In particular, while both investigations had concerned the applicant’s role in the functioning of the
camp, they had been conducted by different public prosecutors’ offices and quite a lengthy period
had elapsed between them.

Moreover, there were several indications that the applicant had known that he no longer had to fear
criminal prosecution as of 1985, in particular due to remarks made by the senior public prosecutor in
charge of the prior proceedings that he had only been of interest as a witness for the prosecution.
Indeed, the applicant’s conduct between 1985 and 2013 showed that he had trusted in the senior
public prosecutor’s remarks. He had testified as a witness in criminal proceedings against
perpetrators from the extermination camps and had openly talked about his role in the camp during
interviews for British television and a German newspaper. That interpretation was also consistent
with a statement by the public prosecutor who had attended the applicant’s trial, quoting him as
saying that he had never realised that he had been an accused.

The Court thus concluded that the applicant had ceased to be affected by the charges levelled
against him by the end of 1985, at the latest, meaning that there had been two sets of criminal
proceedings against him.

The part of the application concerning the first set of proceedings, beginning in 1978 and ending in
1985 at the latest, was clearly outside of the Court’s six-month time-limit and was declared
inadmissible.

The second set of proceedings had begun in 2014 and ended in 2016, the date of the Federal Court
of Justice’s decision to reject the applicant’s appeal.
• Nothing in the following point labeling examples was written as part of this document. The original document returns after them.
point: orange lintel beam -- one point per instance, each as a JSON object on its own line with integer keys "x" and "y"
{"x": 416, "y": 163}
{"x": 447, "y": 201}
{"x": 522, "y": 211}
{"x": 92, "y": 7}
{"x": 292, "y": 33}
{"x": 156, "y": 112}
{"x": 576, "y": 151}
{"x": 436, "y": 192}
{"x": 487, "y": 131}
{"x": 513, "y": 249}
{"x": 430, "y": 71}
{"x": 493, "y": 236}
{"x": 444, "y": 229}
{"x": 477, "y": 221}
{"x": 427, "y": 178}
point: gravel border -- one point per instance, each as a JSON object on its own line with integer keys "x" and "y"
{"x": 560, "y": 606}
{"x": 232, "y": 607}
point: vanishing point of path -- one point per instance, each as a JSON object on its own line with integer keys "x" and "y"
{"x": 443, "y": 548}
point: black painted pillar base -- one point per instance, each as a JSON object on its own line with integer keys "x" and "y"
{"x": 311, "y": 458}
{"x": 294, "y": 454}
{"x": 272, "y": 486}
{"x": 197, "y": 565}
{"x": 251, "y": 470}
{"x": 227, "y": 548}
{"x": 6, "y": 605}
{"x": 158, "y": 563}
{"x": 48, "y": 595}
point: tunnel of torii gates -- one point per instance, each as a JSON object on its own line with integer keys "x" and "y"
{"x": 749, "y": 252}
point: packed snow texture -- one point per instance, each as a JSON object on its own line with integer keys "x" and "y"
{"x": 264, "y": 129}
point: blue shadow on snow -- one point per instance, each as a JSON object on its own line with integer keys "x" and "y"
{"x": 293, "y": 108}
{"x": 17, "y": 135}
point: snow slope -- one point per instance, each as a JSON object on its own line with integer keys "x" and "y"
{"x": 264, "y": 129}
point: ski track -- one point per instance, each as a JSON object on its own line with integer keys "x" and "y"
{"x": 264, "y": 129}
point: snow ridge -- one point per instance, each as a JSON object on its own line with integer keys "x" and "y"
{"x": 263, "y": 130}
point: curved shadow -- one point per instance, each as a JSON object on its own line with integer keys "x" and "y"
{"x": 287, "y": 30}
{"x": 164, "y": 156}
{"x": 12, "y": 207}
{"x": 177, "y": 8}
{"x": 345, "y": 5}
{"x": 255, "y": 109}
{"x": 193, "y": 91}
The authorities’ conduct had not apparently
caused any delays in the proceedings. Taking into account the complexity of the case, involving
sensitive and intricate questions of a historical and legal nature, and especially the criminal charges
of aiding and abetting 300,000 counts of murder, the Court found that the duration of the
proceedings had not been excessive. That part of the application was therefore also declared
inadmissible, as manifestly ill-founded.